El Tao Yin es el arte de movimiento sin tensión. Enseña a coger las riendas (=tendones) de nuestro caballo (=estructura) y llevarlo donde debería estar.

Aprenderemos a movernos desde el tendón, gastando el mínimo de energía.

El Tao Yin trabaja con un grupo muscular que se llama psoas. Este músculo tiene comportamiento de tendón y une la parte superior del cuerpo con la inferior. El ser humano vive a medio gas, utilizando en ocasiones menos de la mitad de su potencial. Vivimos, trabajamos y construimos el mundo que conocemos con sólo la mitad del cuerpo, a efectos reales, vivimos de cintura para arriba.
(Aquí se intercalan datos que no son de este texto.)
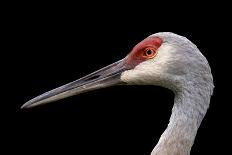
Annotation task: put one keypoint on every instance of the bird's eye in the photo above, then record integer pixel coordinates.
(149, 53)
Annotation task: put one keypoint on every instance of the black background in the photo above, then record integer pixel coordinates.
(48, 45)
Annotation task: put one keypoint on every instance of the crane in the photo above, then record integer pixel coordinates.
(163, 59)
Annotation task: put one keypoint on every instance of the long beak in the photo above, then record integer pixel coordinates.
(105, 77)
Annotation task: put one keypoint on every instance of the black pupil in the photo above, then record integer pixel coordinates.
(149, 52)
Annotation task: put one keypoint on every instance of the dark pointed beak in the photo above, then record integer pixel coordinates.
(105, 77)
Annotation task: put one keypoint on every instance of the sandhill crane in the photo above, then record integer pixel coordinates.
(164, 59)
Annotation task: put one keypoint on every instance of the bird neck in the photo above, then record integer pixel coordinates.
(189, 108)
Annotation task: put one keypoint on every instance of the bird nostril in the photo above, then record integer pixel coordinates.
(92, 78)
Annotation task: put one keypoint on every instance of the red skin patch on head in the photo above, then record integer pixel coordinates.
(136, 56)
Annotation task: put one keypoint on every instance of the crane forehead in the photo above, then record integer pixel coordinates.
(135, 56)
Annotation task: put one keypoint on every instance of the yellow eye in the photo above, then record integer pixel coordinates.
(149, 53)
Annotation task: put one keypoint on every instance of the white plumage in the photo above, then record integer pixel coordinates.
(179, 66)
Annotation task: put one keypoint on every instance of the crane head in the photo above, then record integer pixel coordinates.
(163, 59)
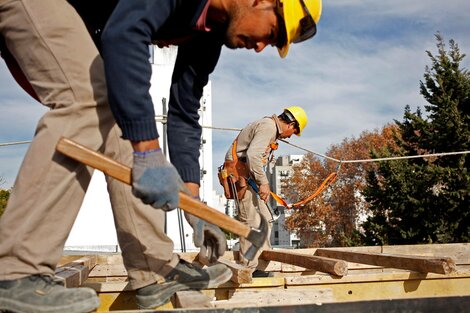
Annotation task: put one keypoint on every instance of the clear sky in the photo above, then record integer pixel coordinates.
(358, 73)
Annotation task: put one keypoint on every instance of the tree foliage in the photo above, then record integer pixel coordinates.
(426, 200)
(331, 218)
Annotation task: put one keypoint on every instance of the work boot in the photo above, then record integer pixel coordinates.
(40, 293)
(184, 276)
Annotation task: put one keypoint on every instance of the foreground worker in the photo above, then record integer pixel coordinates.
(49, 50)
(249, 154)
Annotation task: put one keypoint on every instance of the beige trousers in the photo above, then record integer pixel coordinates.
(56, 54)
(250, 208)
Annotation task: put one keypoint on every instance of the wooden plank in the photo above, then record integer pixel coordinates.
(262, 298)
(122, 173)
(441, 265)
(71, 276)
(108, 270)
(315, 263)
(240, 274)
(192, 299)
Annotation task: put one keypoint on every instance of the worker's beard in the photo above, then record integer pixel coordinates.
(232, 26)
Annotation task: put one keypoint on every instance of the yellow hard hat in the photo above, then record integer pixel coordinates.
(297, 114)
(300, 20)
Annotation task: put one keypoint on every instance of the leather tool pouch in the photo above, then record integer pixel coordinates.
(233, 173)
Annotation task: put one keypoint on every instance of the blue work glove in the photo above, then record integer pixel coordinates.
(208, 238)
(155, 180)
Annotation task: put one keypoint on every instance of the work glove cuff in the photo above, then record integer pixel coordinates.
(155, 180)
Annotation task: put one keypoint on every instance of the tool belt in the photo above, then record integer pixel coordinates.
(232, 178)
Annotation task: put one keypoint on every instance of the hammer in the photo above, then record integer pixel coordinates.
(123, 173)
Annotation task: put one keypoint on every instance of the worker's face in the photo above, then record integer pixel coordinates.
(291, 129)
(252, 27)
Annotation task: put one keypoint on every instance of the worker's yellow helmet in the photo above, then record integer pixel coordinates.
(295, 113)
(300, 21)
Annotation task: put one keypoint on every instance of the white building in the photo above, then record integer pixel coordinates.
(281, 170)
(94, 227)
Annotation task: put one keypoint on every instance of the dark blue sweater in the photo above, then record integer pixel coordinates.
(132, 27)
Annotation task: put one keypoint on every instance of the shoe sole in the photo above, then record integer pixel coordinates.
(172, 287)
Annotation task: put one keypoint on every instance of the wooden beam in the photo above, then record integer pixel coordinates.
(240, 274)
(440, 265)
(315, 263)
(192, 299)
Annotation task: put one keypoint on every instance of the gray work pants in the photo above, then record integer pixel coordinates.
(55, 52)
(250, 208)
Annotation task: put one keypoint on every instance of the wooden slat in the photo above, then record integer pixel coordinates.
(108, 270)
(123, 173)
(72, 275)
(315, 263)
(262, 298)
(441, 265)
(240, 274)
(192, 299)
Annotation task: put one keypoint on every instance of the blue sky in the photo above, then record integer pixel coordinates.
(357, 74)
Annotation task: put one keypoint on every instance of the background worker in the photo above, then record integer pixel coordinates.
(254, 146)
(48, 48)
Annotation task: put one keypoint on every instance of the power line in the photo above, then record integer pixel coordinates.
(163, 119)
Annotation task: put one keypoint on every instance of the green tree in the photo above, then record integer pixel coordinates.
(331, 218)
(426, 200)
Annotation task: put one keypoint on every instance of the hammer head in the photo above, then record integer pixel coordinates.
(257, 237)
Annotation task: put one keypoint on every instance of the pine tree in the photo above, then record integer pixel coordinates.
(426, 200)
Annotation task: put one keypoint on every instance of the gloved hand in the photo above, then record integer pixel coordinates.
(208, 237)
(155, 180)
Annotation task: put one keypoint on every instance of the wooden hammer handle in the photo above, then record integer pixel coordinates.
(123, 173)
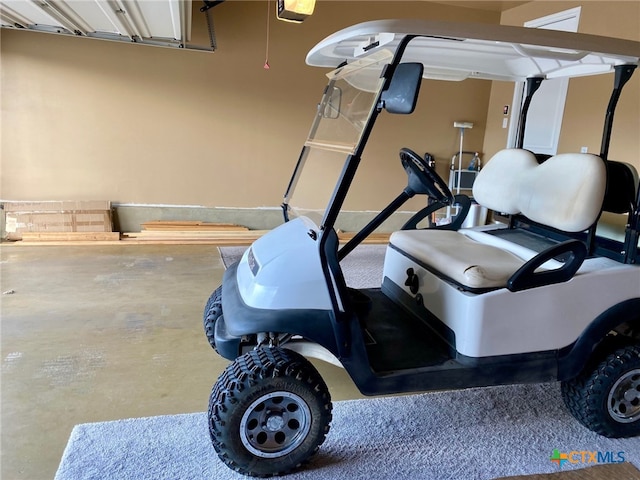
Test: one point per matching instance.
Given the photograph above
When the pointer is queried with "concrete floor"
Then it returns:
(97, 333)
El centro de gravedad de nuestro cuerpo, abdomen y zona lumbar, debería ser la zona más fuerte, cuando en realidad es la más débil.

El Tao Yin nos enseña a movernos, a respirar, a vivir sin tensión. Nos ayuda a reestructura huesos y músculos poniéndolo de nuevo todo en su sitio. Así la energía nos encontrará bloqueos y nos encontraremos cada día con un caudal de Chi más libre y fluido.

El arte del Tao Yin nos lleva por el camino de la recuperación de nuestro propio ritmo. Con la aplicación del “ trabajo Yin” introduciremos suavidad y firmeza, relajación y fuerza, elasticidad y garbo a la dinámica corporal. El aprender a moverse respetando la respiración, cadencia de inspiración y exhalación, unidos a una justa fuerza en tendones y músculos, permite devolver al cuerpo un estado completo de armonía.

El Tao Yin es una poderosa herramienta con la que podemos ayudar a nuestro cuerpo de diversas maneras:

1.Equilibrio físico: Tonifica todos los tendones y fascias del cuerpo (el tendón une el músculo al hueso y transmite la fuerza), brindándonos elasticidad y potencia, como tienen los felinos. Reeducamos la postura corporal y ampliamos la capacidad de movimiento (aprendemos a recolocar hombros y cuello, tan aquejados de dolencias). Liberamos tensión de los órganos internos y vísceras (intestinos) al descargar las fascias que los envuelven, mejorando el metabolismo, la digestión y el tránsito intestinal. Aumenta la conciencia corporal y la propiocepción, mejorando la psicomotricidad y el conocimiento del propio cuerpo, entendiendo su lenguaje, sabiendo como liberar cada zona de tensión. Relaja la piel y el rostro, incluidos los músculos cutáneos (un exceso de tensión en ellos es responsable de las arrugas faciales) incidiendo el detenimiento del envejecimiento.

2. Equilibrio psíquico y emocional: Eliminamos estrés físico y mental, gracias al trabajo de respiración consciente que proporcional la relajación del diafragma (plexo solar) y los músculos psoas, que acumulan mucha tensión emocional.

3.Equilibrio sexual: tonifica el perineo (primer chacra) mejorando la capacidad sexual, influyendo positivamente en postpartos, postoperatorios y disfunciones sexuales.

4.Equilibrio energético: Nos permite movilizar la energía por los meridianos tendinomusculares, realizando un efecto similar a la acupuntura.